Ukraine18 May 2005
Pro-opposition television channel taken off air
Reporters Without Borders has protested after regional public television in Lugansk, eastern Ukraine, LOSTRC, halted programmes on pro-opposition station LOT on 14 May.
"The government is trying to silence those who think differently", the station’s chairman, Rodion Mirochnyk had said on 13 May, complaining of political harassment by the regional authorities. Valentine Dzon majority shareholder of LOT, founded in February 2004, is a pro-opposition figure.
Mirochnyk had added that he would ask the national broadcast council to adjust the air time allowed to the station by LOSTRC, with which it however had a contract until the end of 2005.
"President Viktor Yushchenko made respect for press freedom one of the priorities after his election," Reporters Without Borders said. "Closing a TV station that is close to the opposition, for whatever reason, damages pluralism of news and information."
"LOT is the second pro-opposition station to be threatened by the authorities.
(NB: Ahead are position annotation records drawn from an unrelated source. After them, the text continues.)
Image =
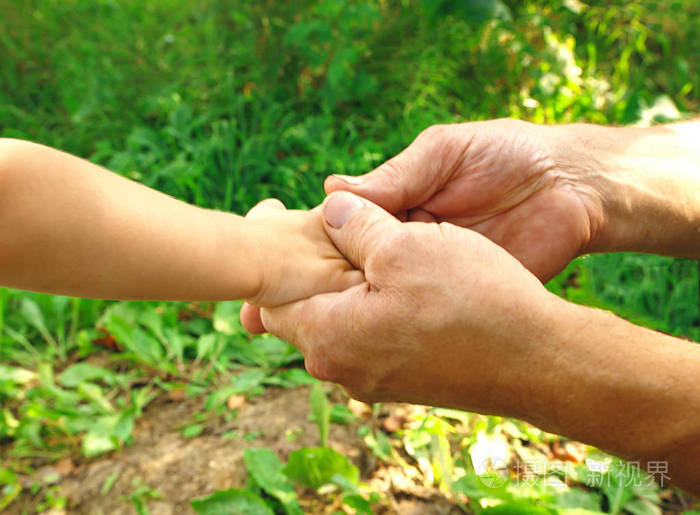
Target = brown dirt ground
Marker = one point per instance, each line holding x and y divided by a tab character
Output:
181	469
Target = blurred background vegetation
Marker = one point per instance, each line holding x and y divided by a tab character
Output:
225	103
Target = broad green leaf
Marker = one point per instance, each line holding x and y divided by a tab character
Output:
519	508
320	412
107	433
266	470
231	502
97	442
316	466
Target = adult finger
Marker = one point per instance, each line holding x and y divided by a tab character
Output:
264	205
356	226
413	176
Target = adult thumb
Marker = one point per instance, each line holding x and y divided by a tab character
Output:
405	181
356	226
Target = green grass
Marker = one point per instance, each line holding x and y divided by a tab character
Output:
224	104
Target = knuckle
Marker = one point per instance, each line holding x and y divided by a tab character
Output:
392	247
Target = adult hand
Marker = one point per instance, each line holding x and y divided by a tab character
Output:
505	179
445	317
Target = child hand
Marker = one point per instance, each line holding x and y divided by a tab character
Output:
295	257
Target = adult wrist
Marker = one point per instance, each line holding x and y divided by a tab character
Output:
645	181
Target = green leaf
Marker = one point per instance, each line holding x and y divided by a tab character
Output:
32	313
266	470
225	317
79	372
320	412
519	508
341	414
10	487
377	442
231	502
316	466
578	498
16	374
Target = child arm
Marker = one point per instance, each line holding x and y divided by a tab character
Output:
70	227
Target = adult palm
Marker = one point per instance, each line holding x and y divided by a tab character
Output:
519	184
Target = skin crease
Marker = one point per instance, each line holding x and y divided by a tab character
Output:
546	195
70	227
448	318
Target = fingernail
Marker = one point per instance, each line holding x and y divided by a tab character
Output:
339	207
350	179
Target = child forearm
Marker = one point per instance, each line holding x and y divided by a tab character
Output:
70	227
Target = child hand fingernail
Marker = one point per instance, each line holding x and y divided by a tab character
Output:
339	207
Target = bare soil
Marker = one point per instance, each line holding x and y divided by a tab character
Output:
180	469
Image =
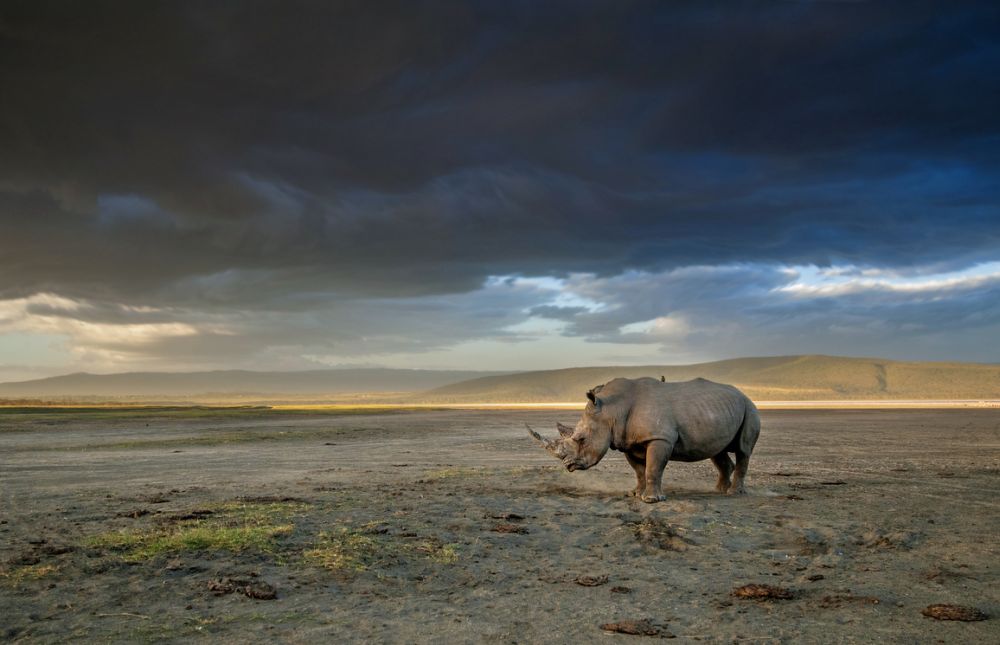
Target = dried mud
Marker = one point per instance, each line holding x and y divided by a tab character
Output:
452	526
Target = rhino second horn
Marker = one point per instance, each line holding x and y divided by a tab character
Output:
539	438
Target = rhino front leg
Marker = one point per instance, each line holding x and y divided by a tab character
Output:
638	464
657	455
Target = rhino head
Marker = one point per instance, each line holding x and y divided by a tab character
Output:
581	447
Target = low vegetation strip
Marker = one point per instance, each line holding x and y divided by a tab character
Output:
232	526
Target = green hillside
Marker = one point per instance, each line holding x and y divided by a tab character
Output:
791	378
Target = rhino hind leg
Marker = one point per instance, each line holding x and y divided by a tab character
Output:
639	466
738	487
657	455
743	444
725	466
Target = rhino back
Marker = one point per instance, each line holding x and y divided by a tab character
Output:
700	417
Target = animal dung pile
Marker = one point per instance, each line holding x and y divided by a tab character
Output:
642	627
762	592
591	581
953	612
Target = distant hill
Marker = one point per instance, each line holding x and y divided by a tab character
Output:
181	384
786	378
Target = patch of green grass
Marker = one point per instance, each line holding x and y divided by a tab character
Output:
18	575
138	546
232	526
351	549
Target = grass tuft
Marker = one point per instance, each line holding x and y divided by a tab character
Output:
359	549
232	526
18	575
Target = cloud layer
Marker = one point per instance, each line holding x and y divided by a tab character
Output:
258	182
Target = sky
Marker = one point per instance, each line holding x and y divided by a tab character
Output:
495	185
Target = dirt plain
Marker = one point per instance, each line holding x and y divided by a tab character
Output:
453	526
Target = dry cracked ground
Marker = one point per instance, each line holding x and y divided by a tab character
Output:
452	526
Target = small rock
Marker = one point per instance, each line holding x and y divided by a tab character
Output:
634	627
591	581
762	592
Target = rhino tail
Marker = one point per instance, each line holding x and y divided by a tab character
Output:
746	438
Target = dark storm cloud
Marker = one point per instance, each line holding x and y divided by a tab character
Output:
259	154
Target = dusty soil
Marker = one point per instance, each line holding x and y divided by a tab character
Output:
452	526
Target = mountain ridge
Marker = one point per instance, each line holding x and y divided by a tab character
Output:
794	377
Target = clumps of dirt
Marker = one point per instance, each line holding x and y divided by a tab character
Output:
256	589
838	600
197	514
762	592
270	499
880	539
643	627
953	612
940	575
39	551
658	534
510	517
591	581
134	514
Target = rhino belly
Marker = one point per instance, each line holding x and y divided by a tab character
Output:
696	444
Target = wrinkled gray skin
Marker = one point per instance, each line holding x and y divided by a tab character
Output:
652	422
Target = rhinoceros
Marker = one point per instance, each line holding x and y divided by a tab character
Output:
652	421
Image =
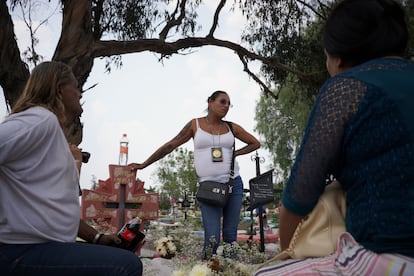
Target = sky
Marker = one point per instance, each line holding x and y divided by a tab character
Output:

We hope they will in future guarantee greater transparency and fairness in the granting of licences and allocation of radio and television frequencies".
"We urge the national broadcast council to do its utmost to ensure that journalists do not become hostage to political quarrels," the worldwide press freedom organisation said.
Oleg Nedolsin, interim director of the regional public television, said that station’s programmes had been taken off air because of "irregularities in LOT payments, made with public funds". The station apparently benefited from extremely favourable financial arrangements and the administrative authorities are now demanding repayment of more than 25,000 euros before 23 May to extend the agreement with the LOSTRC.
The ban follows the controversial cancellation of the licence of pro-opposition national television NTN, which exposed political obstruction, on 31 March 2005. The supreme economic court on 28 April upheld the validity of the station’s licence.
The government said on 17 May that it would examine the issue of regional public media. "Several disagreeable conflicts are linked to lack of understanding about the real role of regional public TV and radio," deputy prime minister Mykola Tomenko, told Reporters Without Borders. "It is not right that 78% of regional public television and radio frequencies should be used by private companies. They are overstepping the rights that the state allowed them", he added.